LTL or less than truckload are considered relatively small freight in which the entire shipment from one company is not large enough to take up an entire truck. Since the truck is filled with shipments from different companies, it is not uncommon for delivery to take longer since it is making multiple deliveries.
Blue Link ERP and Shipping
As you can probably guess, the cost of shipping any product depends a lot on the weight and destination. But as a wholesale distributor who is likely shipping products on a regular basis, you can save time and money by integrating your ERP solution to one or multiple shipping carriers. From within Blue Link ERP, the common couriers tracking screen is accessible which allows you to easily generate shipping labels without the need to enter the same information into multiple solutions.
To take it one step even further, Blue Link also integrates with rate shopping applications such as 2Ship which allows you to choose from a list of carriers after entering weight and size. With 2Ship integrated directly into Blue Link, you can choose the fastest and cheapest delivery method that best suits your shipment without having to check each carrier’s prices separately.
Tracking Lead Times
While you can’t always control how quickly your shipments either get to you or your customer, you can track them, so you know where they are and the expected delivery date. For example, in Blue Link ERP, you are able to mark a purchase order as “one the water” once your vendor ships the order.

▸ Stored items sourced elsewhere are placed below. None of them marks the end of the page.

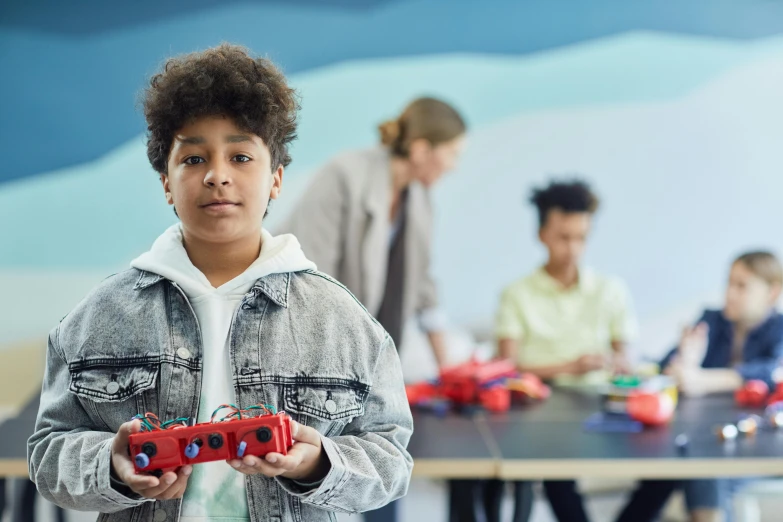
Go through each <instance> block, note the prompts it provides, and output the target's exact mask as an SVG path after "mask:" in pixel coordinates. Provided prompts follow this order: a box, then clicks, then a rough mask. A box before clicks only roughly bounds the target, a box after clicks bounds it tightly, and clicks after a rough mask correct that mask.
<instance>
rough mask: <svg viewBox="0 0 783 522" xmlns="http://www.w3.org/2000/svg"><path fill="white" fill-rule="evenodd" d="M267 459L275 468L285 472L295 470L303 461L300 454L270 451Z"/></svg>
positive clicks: (266, 458) (298, 466) (267, 457)
mask: <svg viewBox="0 0 783 522" xmlns="http://www.w3.org/2000/svg"><path fill="white" fill-rule="evenodd" d="M266 461H267V462H268V463H269V464H270V465H271V466H272V467H274V468H276V469H279V470H281V471H283V472H287V471H293V470H295V469H296V468H297V467H299V465H300V464H301V463H302V457H301V455H298V454H291V453H289V454H288V455H280V454H279V453H270V454H268V455H267V456H266Z"/></svg>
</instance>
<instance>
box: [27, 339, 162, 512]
mask: <svg viewBox="0 0 783 522" xmlns="http://www.w3.org/2000/svg"><path fill="white" fill-rule="evenodd" d="M58 334H59V328H58V329H56V330H55V331H54V332H53V333H52V334H50V336H49V347H48V349H47V352H46V370H45V372H44V382H43V388H42V391H41V404H40V407H39V410H38V418H37V419H36V423H35V432H34V433H33V435H32V436H31V437H30V439H29V440H28V441H27V460H28V466H29V472H30V478H31V479H32V480H33V482H35V484H36V486H38V491H39V492H40V493H41V495H42V496H43V497H44V498H45V499H47V500H49V501H50V502H53V503H54V504H57V505H58V506H60V507H63V508H66V509H74V510H79V511H99V512H101V513H115V512H117V511H122V510H124V509H128V508H133V507H136V506H138V505H140V504H142V503H143V502H146V501H148V500H147V499H143V498H141V497H139V496H138V495H136V494H134V493H133V492H131V491H130V489H129V488H127V487H125V486H124V485H123V484H121V483H119V482H116V481H115V479H113V478H112V476H111V455H112V453H111V451H112V441H113V439H114V433H109V432H106V431H101V428H100V427H99V426H96V425H95V424H94V423H93V421H92V419H91V418H90V416H89V415H88V414H87V412H86V411H85V410H84V408H83V407H82V404H81V403H80V402H79V399H78V398H77V397H76V395H74V394H73V393H70V392H69V391H68V383H69V381H70V373H69V371H68V365H67V364H66V362H65V358H64V356H63V355H62V353H61V351H60V349H59V347H58V344H57V340H58Z"/></svg>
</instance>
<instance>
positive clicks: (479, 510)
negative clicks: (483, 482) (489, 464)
mask: <svg viewBox="0 0 783 522" xmlns="http://www.w3.org/2000/svg"><path fill="white" fill-rule="evenodd" d="M482 485H483V484H482V481H480V480H450V481H449V522H487V517H486V515H485V514H484V506H483V494H482Z"/></svg>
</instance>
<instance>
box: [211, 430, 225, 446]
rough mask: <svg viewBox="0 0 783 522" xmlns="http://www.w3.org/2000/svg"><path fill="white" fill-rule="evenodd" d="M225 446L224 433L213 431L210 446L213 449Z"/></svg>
mask: <svg viewBox="0 0 783 522" xmlns="http://www.w3.org/2000/svg"><path fill="white" fill-rule="evenodd" d="M222 446H223V435H221V434H220V433H213V434H212V435H210V436H209V447H210V448H212V449H218V448H220V447H222Z"/></svg>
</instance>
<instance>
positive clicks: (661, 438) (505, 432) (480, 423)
mask: <svg viewBox="0 0 783 522" xmlns="http://www.w3.org/2000/svg"><path fill="white" fill-rule="evenodd" d="M38 401H39V397H38V396H37V395H35V396H34V397H33V398H32V399H31V400H30V401H29V402H28V403H27V404H26V405H25V406H24V408H22V410H21V411H20V412H19V413H18V414H17V415H16V416H15V417H13V418H9V419H6V421H5V422H3V423H2V424H0V441H2V444H0V477H25V476H27V463H26V461H25V455H26V442H27V438H28V437H29V436H30V434H32V431H33V426H34V424H35V415H36V412H37V409H38ZM599 408H600V399H599V397H598V395H597V394H595V393H593V392H589V391H581V390H555V392H554V393H553V394H552V397H551V398H550V399H549V400H548V401H546V402H543V403H540V404H534V405H530V406H515V407H514V408H513V409H512V410H511V411H509V412H508V413H500V414H488V413H477V414H474V415H472V416H466V415H459V414H448V415H446V416H444V417H439V416H436V415H433V414H430V413H427V412H414V426H415V429H414V433H413V437H412V438H411V441H410V445H409V447H408V449H409V451H410V453H411V455H412V456H413V458H414V463H415V465H414V471H413V473H414V476H419V477H429V478H455V479H460V478H503V479H557V478H574V477H636V478H696V477H716V476H744V475H783V430H779V431H775V430H762V431H761V432H760V433H758V434H757V435H756V436H753V437H743V436H740V437H739V438H738V439H737V440H735V441H726V442H721V441H719V440H718V438H717V437H716V436H715V434H714V432H713V429H714V427H715V426H716V425H717V424H720V423H727V422H732V421H735V420H737V418H738V416H739V415H741V414H742V413H751V412H753V411H752V410H741V409H738V408H736V407H735V405H734V401H733V399H732V397H731V395H729V394H727V395H718V396H711V397H702V398H696V399H688V398H681V399H680V404H679V405H678V408H677V412H676V415H675V418H674V420H673V422H672V423H671V424H670V425H669V426H664V427H659V428H650V429H646V430H644V431H643V432H641V433H632V434H628V433H588V432H586V431H585V430H584V429H583V428H582V423H583V421H584V420H585V419H586V418H587V417H588V416H590V415H591V414H592V413H594V412H596V411H598V410H599ZM754 413H759V412H758V411H756V412H754ZM679 434H685V435H687V437H688V439H689V441H690V443H689V445H688V450H687V451H686V452H685V453H680V452H679V451H678V448H677V447H676V446H675V444H674V439H675V437H676V436H677V435H679Z"/></svg>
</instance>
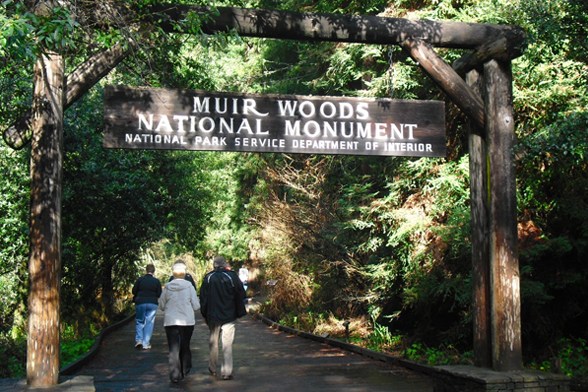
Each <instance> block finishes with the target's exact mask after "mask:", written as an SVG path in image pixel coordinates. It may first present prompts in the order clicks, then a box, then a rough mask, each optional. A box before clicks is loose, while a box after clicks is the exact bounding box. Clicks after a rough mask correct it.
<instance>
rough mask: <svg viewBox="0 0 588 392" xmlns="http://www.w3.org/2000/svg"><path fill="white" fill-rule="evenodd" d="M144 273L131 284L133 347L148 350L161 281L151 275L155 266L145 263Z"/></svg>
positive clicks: (155, 311) (155, 277) (148, 347)
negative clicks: (134, 283)
mask: <svg viewBox="0 0 588 392" xmlns="http://www.w3.org/2000/svg"><path fill="white" fill-rule="evenodd" d="M145 272H146V273H145V275H143V276H141V277H140V278H139V279H137V281H136V282H135V284H134V285H133V300H134V302H135V348H136V349H138V350H141V349H143V350H149V349H150V348H151V336H152V335H153V327H154V321H155V314H156V313H157V306H158V300H159V296H160V295H161V282H160V281H159V279H157V278H156V277H154V276H153V274H154V273H155V266H154V265H153V264H147V266H146V267H145Z"/></svg>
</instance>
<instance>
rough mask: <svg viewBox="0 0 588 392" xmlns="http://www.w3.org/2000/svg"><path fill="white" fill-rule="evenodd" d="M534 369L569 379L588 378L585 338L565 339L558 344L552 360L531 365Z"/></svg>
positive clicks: (587, 355)
mask: <svg viewBox="0 0 588 392" xmlns="http://www.w3.org/2000/svg"><path fill="white" fill-rule="evenodd" d="M529 367H530V368H532V369H537V370H541V371H544V372H550V373H563V374H565V375H566V376H568V377H574V378H586V377H588V344H587V342H586V339H583V338H563V339H561V340H560V341H559V342H558V344H557V351H556V352H555V354H554V356H553V357H552V358H549V359H546V360H544V361H541V362H537V361H532V362H531V363H529Z"/></svg>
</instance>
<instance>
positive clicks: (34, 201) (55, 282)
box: [27, 53, 64, 387]
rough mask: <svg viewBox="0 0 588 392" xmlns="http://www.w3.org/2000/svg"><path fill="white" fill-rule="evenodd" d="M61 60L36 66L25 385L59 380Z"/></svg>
mask: <svg viewBox="0 0 588 392" xmlns="http://www.w3.org/2000/svg"><path fill="white" fill-rule="evenodd" d="M63 72H64V63H63V58H62V57H61V56H60V55H58V54H55V53H47V54H44V55H41V56H40V57H39V59H38V60H37V63H36V64H35V72H34V96H33V120H32V146H31V168H30V170H31V217H30V219H31V220H30V229H31V233H30V241H31V243H30V246H31V249H30V259H29V279H30V292H29V323H28V324H29V325H28V331H29V332H28V341H27V384H28V385H30V386H32V387H47V386H51V385H56V384H57V383H58V379H59V366H60V364H59V323H60V318H59V309H60V308H59V302H60V295H59V294H60V293H59V291H60V290H59V281H60V273H61V179H62V162H63V146H62V145H63V90H64V74H63Z"/></svg>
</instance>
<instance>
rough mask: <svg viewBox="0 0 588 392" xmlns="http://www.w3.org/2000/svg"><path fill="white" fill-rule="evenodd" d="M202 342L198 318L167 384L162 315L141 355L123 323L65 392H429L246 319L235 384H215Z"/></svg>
mask: <svg viewBox="0 0 588 392" xmlns="http://www.w3.org/2000/svg"><path fill="white" fill-rule="evenodd" d="M207 339H208V329H207V327H206V325H205V324H204V322H203V320H202V319H201V318H200V317H199V318H197V325H196V327H195V329H194V335H193V336H192V355H193V361H192V362H193V363H192V365H193V368H192V372H191V373H190V374H189V375H188V376H187V377H186V378H185V379H184V380H183V381H181V382H180V383H178V384H172V383H170V382H169V378H168V367H167V343H166V339H165V331H164V329H163V326H162V315H161V314H158V316H157V319H156V328H155V332H154V336H153V339H152V349H151V350H148V351H137V350H135V349H134V347H133V343H134V342H133V340H134V322H130V323H127V324H125V325H124V326H123V327H121V328H119V329H117V330H116V331H114V332H112V333H110V334H109V335H107V337H106V338H105V340H104V341H103V343H102V345H101V347H100V349H99V351H98V353H97V355H96V356H95V357H94V358H93V359H92V360H91V361H90V362H89V363H88V364H87V365H85V366H84V367H82V368H81V369H80V370H78V371H77V372H76V374H75V377H74V379H77V380H78V382H80V383H81V384H80V385H78V386H77V387H74V386H71V387H70V388H69V389H67V390H79V391H92V390H95V391H99V392H100V391H117V392H118V391H150V392H151V391H176V390H181V391H239V392H243V391H255V392H264V391H268V392H269V391H272V392H273V391H288V392H296V391H304V392H308V391H321V392H329V391H333V392H335V391H336V392H341V391H348V392H363V391H365V392H368V391H369V392H374V391H396V392H417V391H418V392H432V391H433V385H432V382H431V381H430V379H428V378H427V377H426V376H423V375H421V374H419V373H415V372H412V371H410V370H407V369H405V368H403V367H398V366H395V365H391V364H385V363H383V362H381V361H377V360H374V359H370V358H367V357H364V356H362V355H359V354H354V353H350V352H348V351H344V350H341V349H338V348H334V347H331V346H329V345H326V344H323V343H319V342H315V341H312V340H309V339H305V338H302V337H297V336H294V335H289V334H287V333H284V332H281V331H278V330H276V329H274V328H271V327H269V326H267V325H266V324H264V323H262V322H261V321H258V320H256V319H253V318H252V317H251V316H247V317H244V318H242V319H240V320H239V321H238V324H237V332H236V337H235V343H234V346H233V350H234V361H235V370H234V373H233V375H234V377H235V378H234V379H233V380H230V381H223V380H219V379H217V378H215V377H212V376H210V375H209V374H208V370H207V364H208V362H207V361H208V340H207ZM80 380H81V381H80ZM82 384H85V385H82ZM0 390H1V388H0ZM55 390H64V389H63V388H62V389H55Z"/></svg>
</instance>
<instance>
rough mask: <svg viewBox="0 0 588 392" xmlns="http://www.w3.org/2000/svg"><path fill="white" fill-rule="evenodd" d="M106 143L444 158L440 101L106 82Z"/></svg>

Then, when one of your sales reps are creating a sales order, the system will let them know that 2 items are available and in stock while 5 are “on the water”.
Tracking Landed Costs
For wholesale distributors who are shipping and receiving many products, it is important to know the true cost of your goods. With Blue Link’s Landed Cost Tracking functionality, you will have the ability to track true product costs and maintain target margins with no surprises from unidentified costs.